Incident Commander: the SRE model defines an Incident Commander (IC) — a single person responsible for coordinating the response, delegating tasks, maintaining situational awareness, and making decisions about escalation and resolution. The IC does not do technical work during the incident; their role is coordination. This role structure prevents the "too many cooks" failure mode where multiple engineers simultaneously apply conflicting mitigations.

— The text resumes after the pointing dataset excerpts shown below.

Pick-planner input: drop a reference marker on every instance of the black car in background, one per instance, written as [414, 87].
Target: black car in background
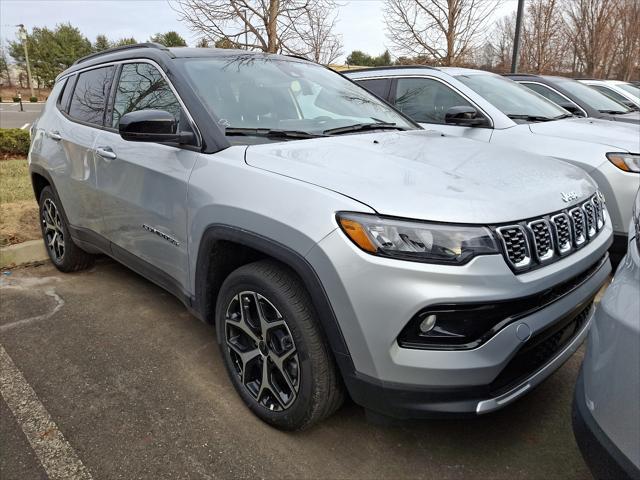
[576, 97]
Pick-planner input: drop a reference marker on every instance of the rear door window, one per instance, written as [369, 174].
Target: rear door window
[90, 95]
[63, 100]
[142, 87]
[426, 100]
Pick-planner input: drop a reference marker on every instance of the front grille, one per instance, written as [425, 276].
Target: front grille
[590, 216]
[562, 230]
[597, 203]
[542, 242]
[579, 226]
[530, 244]
[539, 350]
[516, 245]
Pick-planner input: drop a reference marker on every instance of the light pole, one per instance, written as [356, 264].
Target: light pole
[516, 40]
[22, 35]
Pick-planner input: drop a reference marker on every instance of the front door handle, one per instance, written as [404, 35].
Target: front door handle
[106, 152]
[54, 135]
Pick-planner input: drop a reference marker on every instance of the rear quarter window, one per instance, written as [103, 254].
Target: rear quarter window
[90, 95]
[67, 90]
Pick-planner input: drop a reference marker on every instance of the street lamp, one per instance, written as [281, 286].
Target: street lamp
[22, 35]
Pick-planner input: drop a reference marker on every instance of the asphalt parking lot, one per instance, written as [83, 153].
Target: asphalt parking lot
[107, 376]
[12, 117]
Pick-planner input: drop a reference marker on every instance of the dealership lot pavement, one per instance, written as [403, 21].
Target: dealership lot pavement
[133, 387]
[12, 117]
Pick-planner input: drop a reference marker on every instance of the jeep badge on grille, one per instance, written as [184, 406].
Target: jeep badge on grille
[569, 196]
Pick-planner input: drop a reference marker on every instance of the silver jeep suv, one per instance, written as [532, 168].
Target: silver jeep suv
[336, 246]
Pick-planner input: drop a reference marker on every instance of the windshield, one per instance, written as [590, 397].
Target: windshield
[513, 99]
[591, 96]
[627, 87]
[275, 94]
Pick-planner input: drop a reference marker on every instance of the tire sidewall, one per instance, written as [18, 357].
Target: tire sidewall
[48, 193]
[296, 414]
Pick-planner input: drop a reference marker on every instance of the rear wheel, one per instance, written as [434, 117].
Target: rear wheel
[65, 255]
[273, 348]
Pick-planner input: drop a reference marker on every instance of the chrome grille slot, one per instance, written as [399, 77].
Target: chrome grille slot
[590, 217]
[597, 204]
[579, 226]
[516, 245]
[542, 239]
[562, 229]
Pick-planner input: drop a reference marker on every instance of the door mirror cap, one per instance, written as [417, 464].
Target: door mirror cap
[152, 126]
[573, 109]
[465, 116]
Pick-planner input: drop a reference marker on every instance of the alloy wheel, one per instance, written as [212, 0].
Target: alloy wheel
[262, 351]
[52, 228]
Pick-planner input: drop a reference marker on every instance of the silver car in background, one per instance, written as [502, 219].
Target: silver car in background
[606, 408]
[487, 107]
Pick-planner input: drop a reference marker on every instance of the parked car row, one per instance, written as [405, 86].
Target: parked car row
[490, 108]
[337, 247]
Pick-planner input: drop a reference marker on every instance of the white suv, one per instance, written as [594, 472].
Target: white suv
[487, 107]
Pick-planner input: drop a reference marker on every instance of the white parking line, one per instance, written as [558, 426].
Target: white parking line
[57, 457]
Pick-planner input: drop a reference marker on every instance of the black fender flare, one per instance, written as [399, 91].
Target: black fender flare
[289, 257]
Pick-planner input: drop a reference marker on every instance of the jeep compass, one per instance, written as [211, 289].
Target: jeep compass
[337, 248]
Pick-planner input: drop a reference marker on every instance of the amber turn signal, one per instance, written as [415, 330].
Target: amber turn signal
[357, 234]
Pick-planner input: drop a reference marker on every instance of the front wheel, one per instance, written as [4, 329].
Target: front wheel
[64, 254]
[273, 349]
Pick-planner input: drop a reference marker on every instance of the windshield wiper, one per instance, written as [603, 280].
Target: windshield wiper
[358, 127]
[564, 115]
[270, 133]
[614, 112]
[530, 118]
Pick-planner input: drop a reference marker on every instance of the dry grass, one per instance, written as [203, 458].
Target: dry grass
[15, 185]
[18, 208]
[7, 93]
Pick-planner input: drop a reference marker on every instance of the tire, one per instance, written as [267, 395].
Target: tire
[264, 315]
[64, 254]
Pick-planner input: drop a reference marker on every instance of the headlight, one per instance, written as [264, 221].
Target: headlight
[417, 241]
[629, 162]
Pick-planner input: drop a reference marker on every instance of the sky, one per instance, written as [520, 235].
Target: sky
[360, 22]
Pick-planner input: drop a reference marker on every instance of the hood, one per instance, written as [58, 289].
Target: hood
[617, 135]
[425, 175]
[631, 117]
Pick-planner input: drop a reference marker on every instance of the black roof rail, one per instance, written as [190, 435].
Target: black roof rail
[388, 67]
[124, 47]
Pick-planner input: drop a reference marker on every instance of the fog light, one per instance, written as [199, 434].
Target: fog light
[428, 323]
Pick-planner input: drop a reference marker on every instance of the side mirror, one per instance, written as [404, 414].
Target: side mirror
[152, 126]
[571, 108]
[465, 116]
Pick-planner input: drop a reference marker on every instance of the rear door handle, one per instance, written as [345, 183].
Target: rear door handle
[106, 152]
[54, 135]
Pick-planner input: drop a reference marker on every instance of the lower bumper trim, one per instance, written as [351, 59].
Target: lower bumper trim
[604, 458]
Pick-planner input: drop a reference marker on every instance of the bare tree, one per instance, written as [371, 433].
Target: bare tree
[442, 31]
[592, 26]
[544, 42]
[316, 38]
[628, 60]
[501, 41]
[267, 25]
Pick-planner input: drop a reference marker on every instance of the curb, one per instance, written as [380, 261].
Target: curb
[26, 252]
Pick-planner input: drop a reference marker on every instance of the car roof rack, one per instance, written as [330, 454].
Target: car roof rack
[122, 48]
[388, 67]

Communications: keeping stakeholders informed without overloading responders. Dedicated incident channels (Slack/Teams), status pages (Statuspage, Atlassian), and structured updates at defined intervals. Communications lead handles external communication; IC handles internal coordination.

Mitigation vs. Root Cause: incident management distinguishes between mitigation (restoring service, even via workaround) and root cause fix. The priority during an incident is mitigation. Root cause analysis happens after service is restored, in the postmortem-practice. This distinction prevents responders from delaying recovery while pursuing elegant solutions.

On-Call: the human infrastructure of incident management. High-performing DevOps organizations use on-call rotations where the engineers who build the systems carry the pager — "you build it, you run it." This creates direct feedback between production behavior and development decisions. PagerDuty, OpsGenie, and VictorOps (now Splunk On-Call) are the primary tooling platforms.

Connection to the Three Ways

three-ways Second Way: incident management is the most critical Second Way practice. The Second Way demands fast feedback from production to development; incidents are the highest-priority production feedback signal. MTTR is one of the dora-four-key-metrics — it directly measures Second Way effectiveness.

three-ways Third Way: the incident feeds into postmortem-practice, which converts individual incident experience into organizational learning. Incidents are not just problems to be fixed; they are learning opportunities for the system. High-performing organizations — Etsy, Netflix, Google — institutionalized this learning cycle, treating each significant incident as an investment in organizational resilience.

You Build It, You Run It

john-allspaw at Etsy articulated the "you build it, you run it" principle: the team that writes a service carries the pager for that service. This reverses the pre-DevOps separation between development (writes code) and operations (runs it). The consequence: developers experience directly the operational consequences of their architectural and implementation decisions. This creates the feedback loop that the DevOps model depends on — on-call experience informs code design in ways that no amount of specification or review can replicate.

The contrasting organizational model — a separate operations team that carries pagers for all production systems — severs this feedback loop. Operations accumulates knowledge about production behavior; developers remain insulated from it. dev-ops-cooperation is the concept that the "wall of confusion" between Dev and Ops is the core organizational problem DevOps addresses.

DORA Evidence

accelerate-book and the state-of-devops-report-series identify MTTR as one of the four key metrics distinguishing high from low performers. High performers restore service significantly faster than low performers: the difference is measured in minutes and hours, not days and weeks. The practices associated with fast MTTR include monitoring-and-observability (fast detection and diagnosis), runbooks (documented response procedures), chaos engineering (chaos-engineering) to pre-test failure scenarios, and the on-call culture that ensures the right people are available and practiced.